Insulin resistance: β-cell dysfunction and insulin resistance will be estimated from blood
glucose and insulin concentrations using Homeostasis Model Assessment (3) and Matsuda Index
(4) which are based on concentrations measured at fasting states and during the OGTT,
respectively.
Diurnal blood pressure: 24-hour ambulatory blood pressure monitoring will be carried out. The
necessary equipment is available at AUH. The participants will have their 24-hour blood
pressure measured before and after each intervention period.
Body mass index (BMI): At the first visit the participants height and weight are measured,
and the weight will subsequently be monitored.
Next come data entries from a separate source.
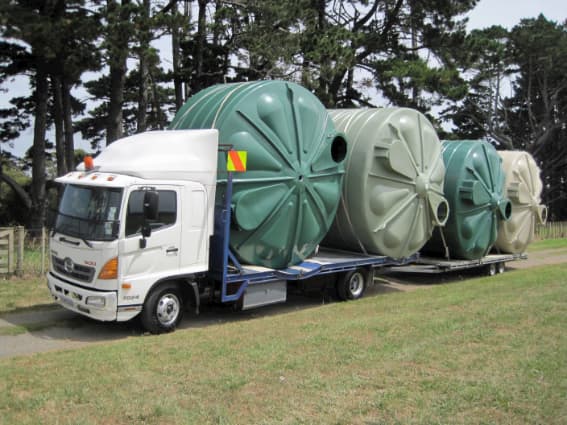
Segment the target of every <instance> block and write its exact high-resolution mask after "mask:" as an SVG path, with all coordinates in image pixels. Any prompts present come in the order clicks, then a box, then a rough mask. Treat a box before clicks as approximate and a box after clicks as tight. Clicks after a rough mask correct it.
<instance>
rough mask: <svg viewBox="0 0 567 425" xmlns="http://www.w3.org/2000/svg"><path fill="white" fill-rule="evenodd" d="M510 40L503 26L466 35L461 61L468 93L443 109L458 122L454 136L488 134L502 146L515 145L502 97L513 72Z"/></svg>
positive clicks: (497, 26) (458, 137)
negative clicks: (447, 107)
mask: <svg viewBox="0 0 567 425" xmlns="http://www.w3.org/2000/svg"><path fill="white" fill-rule="evenodd" d="M509 42H510V34H509V31H508V30H506V29H505V28H503V27H500V26H492V27H489V28H485V29H482V30H474V31H472V32H471V33H470V34H469V35H468V36H467V38H466V40H465V43H464V45H463V49H462V51H463V55H462V57H461V63H462V73H463V74H464V75H466V78H467V83H468V85H469V92H468V94H467V96H466V97H465V99H464V100H463V102H462V103H456V104H454V105H452V106H451V107H449V108H448V109H447V110H446V111H444V115H445V117H446V118H450V119H451V120H452V121H453V123H454V124H455V125H456V130H455V132H454V137H456V138H459V139H480V138H484V137H487V138H489V139H490V140H494V141H495V142H496V143H497V144H498V145H500V146H503V147H507V148H511V147H512V141H511V140H510V134H509V129H508V127H507V122H506V110H505V107H504V96H503V93H504V87H505V86H507V85H509V81H510V75H511V74H512V72H513V71H512V56H511V55H510V53H509V49H508V45H509Z"/></svg>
Metabolomics and microbiomics assays: The results from the previous tests (effects on main
outcomes) will determine the extent of the subsequent metabolomics and microbiomics analyses.
Fecal samples for microbiomics, as well as blood and urine samples for metabolomics will be
stored at -80° C until use.
Data analysis: The power calculation is based on our primary effect parameter glucose
incremental area under the curve (iAUC). The number of participants needed to obtain a
statistical power of 80% at a level of P<0.05 (α=0.05; 1-β=0.8) was calculated as 48. The
investigators wanted to detect a minimal relevant difference for the area of (mean ± s.d.)
65±50 mmol/l x 120 min, which gives us an estimated effect size of 1.30. The anticipated
dropout is 20%. ANOVA will be conducted for each variable to determine if the variables
change upon administration of FAE, NFAE, or placebo as well as to assess intergroup
variability at baseline and endpoint. Significance will be set to p < 0.05.